A quick calculation confirms this:

Link Speed: 100 Gbps = 12.5 Gigabytes/sec
Packet Size (MTU): 1538 bytes
Packets/sec: 12,500,000,000 / 1538 ≈ 8.1 million
Time/Packet: 1 second / 8,100,000 ≈ 123 nanoseconds

The article notes that to address this problem, one must scrutinize the cost of every single operation. The author gives a specific, motivating example:

…a cache miss on Jesper’s 3GHz processor takes about 32ns to resolve.

This concrete number motivated me to run some experiments myself and to design a test to empirically measure this nanosecond penalty on a standard cloud VM.

The Experiment

We can measure this using Linux’s perf utility. The experiment uses a C program that allocates a large array and iterates through it with different access patterns.

The idea is based on the CPU’s memory hierarchy. According to official ARM documentation, the Neoverse N1 CPU fetches data from RAM in 64-byte chunks called cache lines. Accessing data already in a cache is a “hit”; accessing data that isn’t is a “miss,” which forces the CPU to stall and wait.

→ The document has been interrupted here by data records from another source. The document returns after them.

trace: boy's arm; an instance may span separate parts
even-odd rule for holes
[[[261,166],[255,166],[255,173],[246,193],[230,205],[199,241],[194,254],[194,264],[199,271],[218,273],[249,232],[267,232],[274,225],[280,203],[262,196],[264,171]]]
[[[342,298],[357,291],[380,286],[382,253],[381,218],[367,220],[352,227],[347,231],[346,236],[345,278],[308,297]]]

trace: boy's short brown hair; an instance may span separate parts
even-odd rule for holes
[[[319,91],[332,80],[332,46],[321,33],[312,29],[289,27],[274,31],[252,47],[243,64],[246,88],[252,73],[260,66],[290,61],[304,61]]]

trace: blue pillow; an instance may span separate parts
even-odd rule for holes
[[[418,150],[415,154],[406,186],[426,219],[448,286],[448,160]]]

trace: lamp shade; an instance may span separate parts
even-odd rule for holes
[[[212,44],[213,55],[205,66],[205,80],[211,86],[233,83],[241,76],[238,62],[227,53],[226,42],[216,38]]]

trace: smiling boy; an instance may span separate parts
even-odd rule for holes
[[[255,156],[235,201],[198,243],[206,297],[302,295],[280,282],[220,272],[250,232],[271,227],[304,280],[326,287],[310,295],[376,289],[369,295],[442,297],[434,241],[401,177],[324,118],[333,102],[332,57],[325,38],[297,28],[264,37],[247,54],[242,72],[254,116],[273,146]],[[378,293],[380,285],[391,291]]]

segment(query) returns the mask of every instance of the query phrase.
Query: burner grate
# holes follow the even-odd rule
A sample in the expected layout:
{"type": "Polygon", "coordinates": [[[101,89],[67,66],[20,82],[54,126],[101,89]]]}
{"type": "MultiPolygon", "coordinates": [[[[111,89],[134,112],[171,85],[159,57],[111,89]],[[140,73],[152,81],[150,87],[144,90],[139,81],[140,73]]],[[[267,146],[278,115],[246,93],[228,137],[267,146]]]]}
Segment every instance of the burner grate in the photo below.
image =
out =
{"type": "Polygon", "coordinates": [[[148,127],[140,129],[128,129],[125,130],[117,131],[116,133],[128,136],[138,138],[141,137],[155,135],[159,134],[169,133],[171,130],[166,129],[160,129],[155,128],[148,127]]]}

To exploit this, the C program allocates a 256MB array, a size chosen to be far larger than the on-chip last-level cache. Per Arm’s Neoverse N1 documentation, the DSU L3 is optional and configurable up to 4MB per cluster (Arm Neoverse N1); many N1-based SoCs also add a larger system-level cache, but 256MB still dwarfs it. It then uses a STRIDE macro to control the access pattern:

STRIDE = 1: This sequential access pattern is designed to be highly efficient, as the CPU’s hardware prefetcher can easily predict and load the next 64-byte cache line before it’s needed.
STRIDE = 256: This strided pattern jumps 256 bytes (4 cache lines) at a time, which largely defeats the prefetcher and triggers frequent last-level cache refills.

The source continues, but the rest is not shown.